For the last few weeks, I have been going to some dressmaking classes nearby. I thought it might be useful for learning how to adjust and adapt patterns, as this is something I don’t do very much of.
For my first piece, I chose a pattern I had tried before nearly 4 years ago in my earlier days of garment making. It’s a shift dress from a Prima magazine in 2007. The tutor had advised to use a simple skirt or shift dress pattern, so it fitted the bill.
The first dress I made was sleeveless (mainly because I had bought a remnant which was not big enough to cut out the sleeves too). This time, my piece was big enough to make the short sleeved version.
I chose a light cotton weight polka dot fabric I had purchased at a wool shop. This is likely to crease while wearing it, but it was a good price and I didn’t want to spoil any really expensive fabric.
One great advantage in a sewing group is that someone is there to help pin up the back when you tack the pieces together to check the fit. I must admit that this was the main difference between my own sewing at home and sewing in a class – I didn’t skip this step (although we did actually tack to check the fit all those years ago when I made the sleeveless version). It turns out that I am a relatively standard size. There was a slight adjustment in the back seam where the zip goes, but the darts were in the correct places anyway. This may be why I haven’t had to make many adjustments so far.
The tutor loves to put in the zip after stitching the seams, contrary to the instructions, which is fine but made it a bit more challenging to insert. I stitched too close to the zip as well, which means it’s not covered very well and there’s the odd pucker. Also, when I’ve tried sleeves in the past, I normally had to create a loose stitch to ease it in, but the tutor simply pinned it in place for me to tack then sew. I’m not completely sure about this method and think I might stick to the additional stitching assistance for any projects at home.
I was going to wait until the next class before hemming the dress, but seeing as there is only another 5 sessions left and I have another project lined up which would benefit from additional guidance, I chose to hem at home. Hemming in a class situation is ideal as the tutor can pin it for you, but I have a lovely tailor’s dummy in my home, so I took advantage of the hem attachment on it. I hand stitched the hem instead of top-stitching, as I’m getting fond of this hand sewn element!
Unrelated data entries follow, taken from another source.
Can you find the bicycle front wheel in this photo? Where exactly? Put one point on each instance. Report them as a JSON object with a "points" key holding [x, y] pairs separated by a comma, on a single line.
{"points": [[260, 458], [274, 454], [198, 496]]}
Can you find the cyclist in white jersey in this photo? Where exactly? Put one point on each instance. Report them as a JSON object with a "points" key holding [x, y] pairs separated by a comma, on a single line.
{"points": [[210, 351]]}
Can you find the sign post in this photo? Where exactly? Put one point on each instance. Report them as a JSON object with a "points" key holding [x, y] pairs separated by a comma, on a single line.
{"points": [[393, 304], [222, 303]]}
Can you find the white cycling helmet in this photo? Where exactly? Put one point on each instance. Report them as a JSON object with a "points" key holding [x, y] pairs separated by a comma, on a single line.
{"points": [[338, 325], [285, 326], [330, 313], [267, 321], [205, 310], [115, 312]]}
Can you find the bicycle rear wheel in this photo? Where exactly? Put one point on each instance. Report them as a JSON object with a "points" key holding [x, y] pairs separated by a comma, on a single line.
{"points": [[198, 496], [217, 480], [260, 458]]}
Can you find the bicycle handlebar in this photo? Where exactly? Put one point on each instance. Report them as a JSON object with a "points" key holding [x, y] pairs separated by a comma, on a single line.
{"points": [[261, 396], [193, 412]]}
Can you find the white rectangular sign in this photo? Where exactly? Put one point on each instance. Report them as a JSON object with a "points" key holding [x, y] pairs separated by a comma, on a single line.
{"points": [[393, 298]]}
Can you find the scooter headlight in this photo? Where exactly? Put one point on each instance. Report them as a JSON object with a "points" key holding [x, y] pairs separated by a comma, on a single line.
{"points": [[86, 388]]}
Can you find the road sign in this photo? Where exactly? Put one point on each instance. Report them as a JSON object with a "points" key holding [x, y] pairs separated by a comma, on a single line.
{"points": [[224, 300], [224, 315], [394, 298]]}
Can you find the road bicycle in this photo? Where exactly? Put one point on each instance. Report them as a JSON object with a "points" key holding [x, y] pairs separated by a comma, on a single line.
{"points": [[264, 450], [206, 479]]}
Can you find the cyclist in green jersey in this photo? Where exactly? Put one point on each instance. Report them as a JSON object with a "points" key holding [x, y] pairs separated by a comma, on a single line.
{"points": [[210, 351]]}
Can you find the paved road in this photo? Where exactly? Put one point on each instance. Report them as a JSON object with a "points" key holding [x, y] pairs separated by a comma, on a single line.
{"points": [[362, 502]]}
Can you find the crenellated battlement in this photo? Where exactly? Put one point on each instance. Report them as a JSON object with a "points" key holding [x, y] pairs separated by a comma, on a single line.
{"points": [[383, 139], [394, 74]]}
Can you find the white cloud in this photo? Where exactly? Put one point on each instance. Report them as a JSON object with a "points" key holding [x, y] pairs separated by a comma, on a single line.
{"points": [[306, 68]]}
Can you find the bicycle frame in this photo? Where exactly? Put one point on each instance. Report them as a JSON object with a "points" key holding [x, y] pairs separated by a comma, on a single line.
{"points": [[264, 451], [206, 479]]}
So the dress is complete, and while I am disappointed with the zip, it’s not too bad. As a pattern, I think it’s a great staple to your collection, if you happen to have a copy or find one in a charity shop. It is not as descriptive as other patterns (it doesn’t remind you to understitch, for example) but does provide guidance on inserting zips if you were making it at home alone. It’s a very summery make though, so I suspect it may stay on my tailor’s dummy for a while… (it was a windy day when I took the photos!)